"There isn't any need of that, Aunt Nancy"; and Jack began to look distressed. "Please put it out of your thoughts for a while, an' we'll go down on the beach."
"I can't, my child. You shall stroll around an hour, after which you must come back to the tent for dinner."
Jack hardly thought he ought to leave the little woman while she was feeling badly, but she insisted on his doing so, and he walked slowly away saying to himself,—
"I never knew religion hurt anybody; but I think Aunt Nancy has too much of it if she's goin' to fuss so over Farmer Pratt.
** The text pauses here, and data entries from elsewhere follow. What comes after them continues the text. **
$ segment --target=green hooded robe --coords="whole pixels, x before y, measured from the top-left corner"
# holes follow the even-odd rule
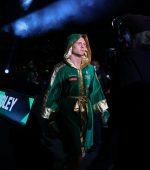
[[[85,39],[87,52],[78,70],[70,60],[71,47],[80,37]],[[85,34],[68,37],[63,62],[54,67],[49,85],[44,118],[57,113],[64,148],[71,154],[81,154],[93,145],[93,111],[109,117],[107,102],[91,62],[91,50]],[[106,115],[106,116],[105,116]]]

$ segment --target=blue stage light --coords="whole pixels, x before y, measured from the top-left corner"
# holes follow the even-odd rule
[[[103,1],[59,0],[17,19],[13,23],[4,26],[3,30],[10,30],[19,37],[29,37],[49,30],[63,28],[65,24],[72,21],[89,22],[95,17],[95,9],[103,6]]]
[[[33,0],[20,0],[20,6],[23,10],[28,10],[32,4]]]

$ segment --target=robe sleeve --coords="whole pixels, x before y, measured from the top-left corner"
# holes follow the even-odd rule
[[[62,91],[62,76],[55,67],[51,76],[42,117],[50,119],[59,111]]]
[[[108,105],[107,105],[107,101],[102,90],[102,86],[100,84],[100,81],[98,80],[98,77],[95,71],[94,71],[94,76],[93,76],[93,80],[91,83],[90,98],[92,102],[93,111],[95,113],[101,113],[103,125],[106,126],[110,113],[108,111]]]

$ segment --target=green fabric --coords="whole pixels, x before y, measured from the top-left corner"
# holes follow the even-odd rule
[[[54,76],[55,75],[55,76]],[[94,67],[89,64],[82,69],[84,95],[88,97],[88,124],[84,147],[89,149],[93,145],[93,109],[92,106],[105,99],[100,83],[95,76]],[[52,77],[55,79],[51,85],[46,106],[59,110],[59,124],[66,148],[72,154],[79,154],[80,143],[80,113],[74,112],[76,98],[80,96],[79,75],[76,68],[62,63],[54,69]]]

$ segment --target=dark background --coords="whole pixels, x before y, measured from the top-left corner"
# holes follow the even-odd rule
[[[1,0],[0,28],[53,2],[55,1],[34,0],[30,10],[23,12],[19,0]],[[150,15],[148,3],[148,0],[107,0],[102,11],[94,11],[95,17],[92,20],[71,20],[57,30],[28,38],[16,37],[11,32],[0,29],[0,87],[40,96],[26,128],[18,127],[0,117],[0,170],[22,170],[47,165],[46,152],[39,142],[41,125],[37,113],[50,72],[54,64],[62,60],[66,37],[70,33],[86,33],[92,48],[92,57],[104,61],[107,50],[115,47],[112,20],[126,13]],[[31,60],[34,61],[40,77],[38,84],[27,83],[22,67],[19,69],[20,66],[26,66],[26,71],[30,71],[28,64]],[[11,72],[6,75],[4,69],[8,63]]]

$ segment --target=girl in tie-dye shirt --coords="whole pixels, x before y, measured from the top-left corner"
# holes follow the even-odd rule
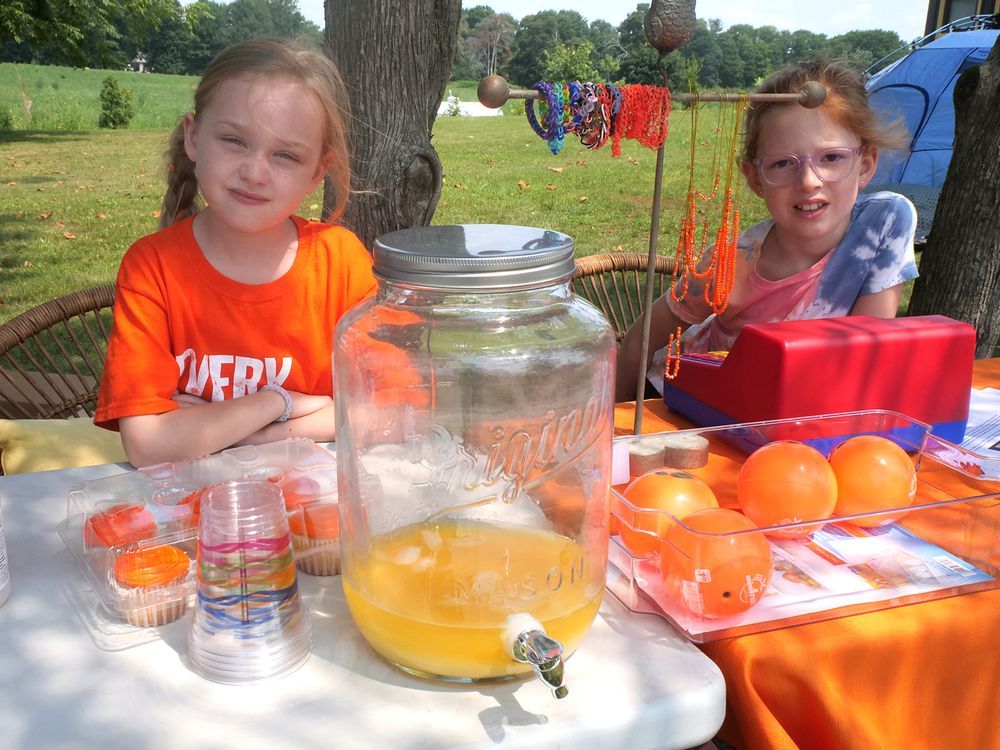
[[[895,317],[903,284],[917,276],[916,210],[901,195],[859,191],[875,173],[879,148],[901,147],[905,131],[881,122],[861,79],[836,63],[783,68],[758,91],[796,92],[810,80],[827,89],[819,107],[762,102],[747,112],[742,171],[771,218],[740,234],[728,307],[713,314],[707,279],[689,278],[682,300],[668,293],[654,303],[651,353],[677,327],[685,351],[705,352],[731,348],[747,323]],[[713,252],[706,250],[703,268]],[[622,342],[619,400],[635,397],[641,337],[636,323]],[[650,371],[662,373],[662,354],[653,361]]]

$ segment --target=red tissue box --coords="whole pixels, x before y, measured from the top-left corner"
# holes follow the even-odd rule
[[[752,324],[724,359],[682,355],[663,398],[703,426],[885,409],[959,443],[975,346],[972,326],[943,315]]]

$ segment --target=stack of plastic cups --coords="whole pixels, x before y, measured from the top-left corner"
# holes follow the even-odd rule
[[[210,487],[201,500],[191,665],[215,682],[250,683],[291,672],[311,649],[281,490],[253,481]]]

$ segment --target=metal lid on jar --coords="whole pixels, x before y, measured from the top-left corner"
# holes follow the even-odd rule
[[[573,240],[505,224],[400,229],[375,240],[375,275],[418,289],[511,291],[573,276]]]

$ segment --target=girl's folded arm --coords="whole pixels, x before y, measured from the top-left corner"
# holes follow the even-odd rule
[[[179,461],[215,453],[270,425],[285,411],[273,391],[259,391],[226,401],[182,404],[162,414],[119,420],[125,455],[133,466]],[[331,420],[332,424],[332,420]]]

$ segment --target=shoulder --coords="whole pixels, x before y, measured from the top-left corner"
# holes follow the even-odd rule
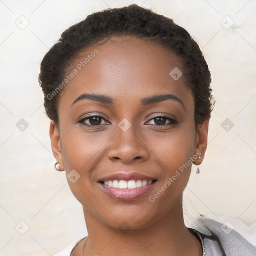
[[[208,256],[256,255],[256,247],[234,230],[234,226],[232,228],[228,226],[228,222],[222,224],[211,218],[200,217],[195,224],[195,229],[204,240]]]
[[[70,256],[72,250],[84,238],[83,238],[74,241],[71,244],[70,244],[68,247],[66,247],[64,250],[54,256]]]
It won't do to let her feel as she does, an' the whole amount of the story is I'll have to leave Louis here while I take the chances of gettin' into the poorhouse by explainin' things to him."
So deeply engrossed was he in his thoughts that no attention was paid to anything around until he was brought to a standstill by hearing a disagreeably familiar voice cry,—
"Hold on, Hunchie, we want to know where you left the old maid!"
Jack had halted involuntarily, and now would have moved on again in the hope of escaping from Master Dean and his friends, but they barred his way by closing in upon him.
There was a large crowd on the grounds surging to and fro, therefore the three boys had little difficulty in forcing Jack to move in this direction or that as they chose, by pretending the press was so great they could not prevent themselves from being pushed against him.
"We're goin' down for a swim," Bill Dean said as he linked his arm in the hunchback's, "an' it'll just about break our hearts if you can't come with us."